I totally agree when you say this utility class is designed for general usage, this is why I think it should perform well in every situation. So, let's imagine two situations, one with a small table, and one with a huge table. The RTTS approach will perform decently in both situations (my suspicion). The SORT approach is probably slightly better for small tables, but could be a problem for big tables.
Also, keep in mind what Manish said. With tables that are big enough, the SORT approach would not only be a problem, but it would actually be impossible. To use SORT you need to make a copy of the table. If you are low on memory and the table is big, you can't use it.
Regardless, I hope I will find the time today to make a quick comparison between both approaches and I will let you know 🙂
And many thanks for the uncaught exception! I will include it in the next revision 🙂
Best regards,
Bruno
Oops, I'm sorry Guoqiang, I just lied to you.
The RTTS should only be executed once, but unfortunately I'm redetermining the field's position for every line, which is stupid. I'm already correcting this.
Thanks again.
BR,
Bruno
I have news for you 🙂 I have tested both approaches, but now I'm going for lunch and I will tell you later the results 😀
Best,
Bruno
Hi again,
Ok so I ran two tests, one with a "small" table (SBOOK) with ~100k entries, and a second test with an "average" table (SBOOK again) with ~1.4M entries (the monster variant of the flight example), where I searched for the minimum value of the amount (FORCURAM) column.
The results:
VERY interesting! The SORT approach, which sorts the entire table is roughly 4 times faster than simply looping for the value!
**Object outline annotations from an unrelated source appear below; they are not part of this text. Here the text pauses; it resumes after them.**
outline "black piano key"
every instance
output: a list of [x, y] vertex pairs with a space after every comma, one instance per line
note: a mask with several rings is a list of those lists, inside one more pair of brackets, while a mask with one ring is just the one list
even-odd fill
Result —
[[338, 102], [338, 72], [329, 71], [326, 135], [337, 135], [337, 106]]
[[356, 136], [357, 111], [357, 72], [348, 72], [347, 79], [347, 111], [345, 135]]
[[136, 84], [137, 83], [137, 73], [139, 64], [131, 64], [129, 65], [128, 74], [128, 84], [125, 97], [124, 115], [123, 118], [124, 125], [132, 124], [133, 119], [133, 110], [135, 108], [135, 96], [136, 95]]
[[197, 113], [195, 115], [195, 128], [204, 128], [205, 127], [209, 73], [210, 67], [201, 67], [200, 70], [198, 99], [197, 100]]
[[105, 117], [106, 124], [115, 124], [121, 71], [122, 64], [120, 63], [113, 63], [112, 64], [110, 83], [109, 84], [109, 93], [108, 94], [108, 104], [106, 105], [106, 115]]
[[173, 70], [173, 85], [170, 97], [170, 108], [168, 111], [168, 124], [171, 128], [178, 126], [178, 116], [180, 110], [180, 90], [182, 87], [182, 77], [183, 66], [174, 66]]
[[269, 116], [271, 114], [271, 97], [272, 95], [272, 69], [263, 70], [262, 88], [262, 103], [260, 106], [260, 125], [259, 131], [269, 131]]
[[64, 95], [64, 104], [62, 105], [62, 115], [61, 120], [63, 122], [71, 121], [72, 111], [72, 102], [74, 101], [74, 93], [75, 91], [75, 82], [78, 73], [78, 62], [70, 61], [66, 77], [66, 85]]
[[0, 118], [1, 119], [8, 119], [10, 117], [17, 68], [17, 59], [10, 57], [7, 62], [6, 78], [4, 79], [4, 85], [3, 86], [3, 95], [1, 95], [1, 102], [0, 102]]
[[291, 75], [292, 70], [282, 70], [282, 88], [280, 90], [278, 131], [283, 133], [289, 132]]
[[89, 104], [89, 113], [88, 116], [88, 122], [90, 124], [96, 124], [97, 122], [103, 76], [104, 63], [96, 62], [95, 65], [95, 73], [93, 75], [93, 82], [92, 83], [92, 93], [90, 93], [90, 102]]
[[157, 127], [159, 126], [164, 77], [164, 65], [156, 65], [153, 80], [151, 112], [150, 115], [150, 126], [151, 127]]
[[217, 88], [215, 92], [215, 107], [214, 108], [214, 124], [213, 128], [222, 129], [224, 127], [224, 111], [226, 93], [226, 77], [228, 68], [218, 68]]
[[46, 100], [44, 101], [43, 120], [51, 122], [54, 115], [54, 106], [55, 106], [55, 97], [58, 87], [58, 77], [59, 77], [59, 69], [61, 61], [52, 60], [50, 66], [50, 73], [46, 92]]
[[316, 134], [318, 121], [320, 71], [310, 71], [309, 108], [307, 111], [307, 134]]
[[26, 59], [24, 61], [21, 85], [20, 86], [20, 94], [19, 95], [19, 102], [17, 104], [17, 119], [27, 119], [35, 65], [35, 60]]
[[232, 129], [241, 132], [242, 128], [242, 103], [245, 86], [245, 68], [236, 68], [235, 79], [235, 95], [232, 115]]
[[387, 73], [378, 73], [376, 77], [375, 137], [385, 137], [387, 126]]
Who would have guessed? I guess the only reason not to use the SORT approach would be in a memory problem situation. I would say a memory problem is a very uncommon issue, so I'm going to rewrite the methods using the SORT approach. If anyone can think of a way to have the best of both worlds I am all ears 🙂
Thanks!!
BR,
Bruno
Are you also considering the time taken to create temporary copy of internal table?
I am.
PS: Here's the excerpt of the code.
Ok, new revision online!
MAJOR changes in the logic. And the SORT approach had a couple of interesting challenges to it. It might be interesting to take a look.
I also followed Custodio de Oliveira "DRY" suggestion and the logic is centralized in one protected method. This is much better, obviously, I should have done this in the first place.
Who would say that a task so simple would spark such a discussion?
Thanks!
Best,
Bruno
I'm also seeing possible improvements already... I should have a method to return the position in a table's structure for a certain field. It would make the "core" method easier to read and it could also be a public method for the class...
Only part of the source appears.